Authors Duarte RLM, Magalhães-da-Silveira FJ, Oliveira-e-Sá TS, Silva JA, Mello FCQ, Gozal D

Received 12 November 2019

Accepted for publication 14 January 2020

Published 23 January 2020 Volume 2020:12 Pages 57—67


Checked for plagiarism Yes

Review by Single anonymous peer review

Peer reviewer comments 3

Editor who approved publication: Professor Steven A Shea

Ricardo LM Duarte,1,2 Flavio J Magalhães-da-Silveira,1 Tiago S Oliveira-e-Sá,3,4 Joana A Silva,5 Fernanda CQ Mello,2 David Gozal6

1Sleep - Laboratório de Estudo dos Distúrbios do Sono, Centro Médico BarraShopping, Rio de Janeiro, Brazil; 2Instituto de Doenças do Tórax, Universidade Federal do Rio de Janeiro, Rio de Janeiro, Brazil; 3Hospital de Santa Marta, Centro Hospitalar Lisboa Central, Lisbon, Portugal; 4NOVA Medical School, Faculdade de Ciências Médicas, Universidade Nova de Lisboa, Lisbon, Portugal; 5Clínica São Vicente, Rede D’Or, Rio de Janeiro, Brazil; 6Department of Child Health, University of Missouri School of Medicine, Columbia, MO, USA

Correspondence: David Gozal
Department of Child Health, University of Missouri School of Medicine, Columbia, MO, USA

Background: Obstructive sleep apnea (OSA) is a very prevalent disorder.

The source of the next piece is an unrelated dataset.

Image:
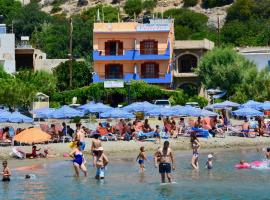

Here, we aimed to develop and validate a practical questionnaire with yes-or-no answers, and to compare its performance with other well-validated instruments: No-Apnea, STOP-Bang, and NoSAS.
Methods: A cross-sectional study containing consecutively selected sleep-lab subjects underwent full polysomnography. A 4-item model, named GOAL questionnaire (gender, obesity, age, and loud snoring), was developed and subsequently validated, with item-scoring of 0– 4 points (≥ 2 points indicating high risk for OSA). Discrimination was assessed by area under the curve (AUC), while predictive parameters were calculated using contingency tables. OSA severity was classified based on conventionally accepted apnea/hypopnea index thresholds: ≥ 5.0/h (OSA≥ 5), ≥ 15.0/h (OSA≥ 15), and ≥ 30.0/h (OSA≥ 30).
Results: Overall, 7377 adults were grouped into two large and independent cohorts: derivation (n = 3771) and validation (n = 3606). In the derivation cohort, screening of OSA≥ 5, OSA≥ 15, and OSA≥ 30 revealed that GOAL questionnaire achieved sensitivity ranging from 83.3% to 94.0% and specificity ranging from 62.4% to 38.5%. In the validation cohort, screening of OSA≥ 5, OSA≥ 15, and OSA≥ 30, corroborated validation steps with sensitivity ranging from 83.7% to 94.2% and specificity from 63.4% to 37.7%. In both cohorts, discriminatory ability of GOAL questionnaire for screening of OSA≥ 5, OSA≥ 15, and OSA≥ 30 was similar to No-Apnea, STOP-Bang or NoSAS.
Conclusion: All four instruments had similar performance, leading to a possible greater practical implementation of the GOAL questionnaire, a simple instrument with only four parameters easily obtained during clinical evaluation.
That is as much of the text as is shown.